As the war in Ukraine drags into its fourth year, Russian cyber operations continue to evolve. Security researchers at ESET have uncovered a sophisticated new espionage campaign dubbed Operation RoundPress, attributed to Sednit Cyber Campaign, a Russian state-aligned APT group also known as APT28 or Fancy Bear.
This latest campaign doesn’t rely on typical endpoint attacks or cloud compromises. Instead, it exploits cross-site scripting (XSS) vulnerabilities in popular webmail platforms to infiltrate high-value targets, including Ukrainian government organizations, defense companies in Bulgaria and Romania, and even government entities in Africa, South America, and the EU.
ESET researchers linked the campaign to Sednit with medium confidence, noting its stealthy focus on webmail systems over traditional infrastructure. Sednit has previously been tied to Russia’s GRU and gained global attention for its role in the 2016 Democratic National Committee hack.
How Operation RoundPress Sednit Cyber Campaign Works
The Operation RoundPress Sednit cyber campaign primarily targets vulnerable webmail platforms using XSS exploits. ESET tracked the activity back to 2023, with initial attacks leveraging Roundcube vulnerability CVE-2020-35730. The group later expanded its arsenal to include newer vulnerabilities in Roundcube (CVE-2023-43770), MDaemon (CVE-2024-11182), Zimbra (CVE-2024-27443), and even an unpatched flaw in Horde.
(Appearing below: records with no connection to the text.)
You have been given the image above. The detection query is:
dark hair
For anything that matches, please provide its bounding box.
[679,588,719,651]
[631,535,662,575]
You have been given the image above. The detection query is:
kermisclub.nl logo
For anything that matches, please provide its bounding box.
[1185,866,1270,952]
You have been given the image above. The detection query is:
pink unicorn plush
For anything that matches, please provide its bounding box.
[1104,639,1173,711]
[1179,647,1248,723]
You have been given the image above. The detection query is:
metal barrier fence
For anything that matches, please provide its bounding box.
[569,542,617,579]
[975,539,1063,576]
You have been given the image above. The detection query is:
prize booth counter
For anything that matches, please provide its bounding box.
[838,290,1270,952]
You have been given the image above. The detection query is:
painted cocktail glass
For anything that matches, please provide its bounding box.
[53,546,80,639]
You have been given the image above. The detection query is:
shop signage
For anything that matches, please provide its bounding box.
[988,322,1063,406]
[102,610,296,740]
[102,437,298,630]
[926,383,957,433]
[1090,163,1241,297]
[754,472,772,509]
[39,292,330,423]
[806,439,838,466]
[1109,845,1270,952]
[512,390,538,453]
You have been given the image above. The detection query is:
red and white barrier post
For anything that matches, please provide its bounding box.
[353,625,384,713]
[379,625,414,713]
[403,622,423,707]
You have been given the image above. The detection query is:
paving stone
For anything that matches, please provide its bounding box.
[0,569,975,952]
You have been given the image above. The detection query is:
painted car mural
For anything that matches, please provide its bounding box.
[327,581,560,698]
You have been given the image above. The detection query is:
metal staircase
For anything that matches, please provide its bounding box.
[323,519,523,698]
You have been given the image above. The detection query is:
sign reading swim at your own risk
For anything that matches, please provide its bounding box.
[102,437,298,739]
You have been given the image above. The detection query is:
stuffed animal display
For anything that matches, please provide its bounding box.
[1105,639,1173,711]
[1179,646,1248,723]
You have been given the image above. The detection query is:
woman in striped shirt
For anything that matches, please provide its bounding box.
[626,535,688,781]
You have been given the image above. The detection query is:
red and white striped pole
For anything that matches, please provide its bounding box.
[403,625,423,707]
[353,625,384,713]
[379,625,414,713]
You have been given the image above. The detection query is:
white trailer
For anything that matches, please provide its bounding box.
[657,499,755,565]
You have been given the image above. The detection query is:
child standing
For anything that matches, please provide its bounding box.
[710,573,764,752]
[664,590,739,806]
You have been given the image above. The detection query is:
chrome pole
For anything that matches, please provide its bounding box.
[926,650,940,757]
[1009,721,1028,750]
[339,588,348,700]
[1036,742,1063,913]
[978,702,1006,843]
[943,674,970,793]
Attackers use spear-phishing emails disguised as newsletters—some even impersonate Ukrainian media outlets like Kyiv Post. These emails contain hidden JavaScript payloads embedded in the HTML. Once the email is opened in a vulnerable webmail client, the script runs inside the victim’s browser, granting the attackers access to emails, login credentials, contact lists, and any attachments stored in the inbox.
ESET’s Matthieu Faou, who led the investigation, emphasized that while the attack is confined to the browser tab and doesn’t compromise the full system, the damage can be significant. “Email accounts often contain sensitive, strategic information. And once the email is opened, the victim can’t really avoid the attack—it executes immediately,” Faou said.
Patches are now available for all the exploited vulnerabilities, including the MDaemon zero-day, which was patched in November 2024. ESET urges organizations to apply updates immediately, especially if they use any of the affected webmail platforms.
Russia Shifts Toward Espionage in Cyber Warfare
According to ESET’s latest APT Activity Report (covering October 2024 to March 2025), Operation RoundPress highlights a broader trend: Russia’s pivot from destructive attacks to strategic cyber espionage. While early in the war Moscow-backed groups like Sandworm conducted highly disruptive campaigns against Ukrainian infrastructure, recent activity has shifted toward intelligence gathering.
Faou notes that groups like Gamaredon now dominate the threat landscape in Ukraine with persistent, high-volume espionage attacks against government targets. Yet destructive capabilities haven’t disappeared. Sandworm was still observed targeting Ukrainian energy firms in late 2024.
Tony Adams, senior researcher at Sophos, suggests this evolution is partly due to Ukraine’s improved cyber defenses, but warns against complacency. “Russia is playing a long game,” he said. “These groups are likely establishing long-term access in critical systems for use in future operations.”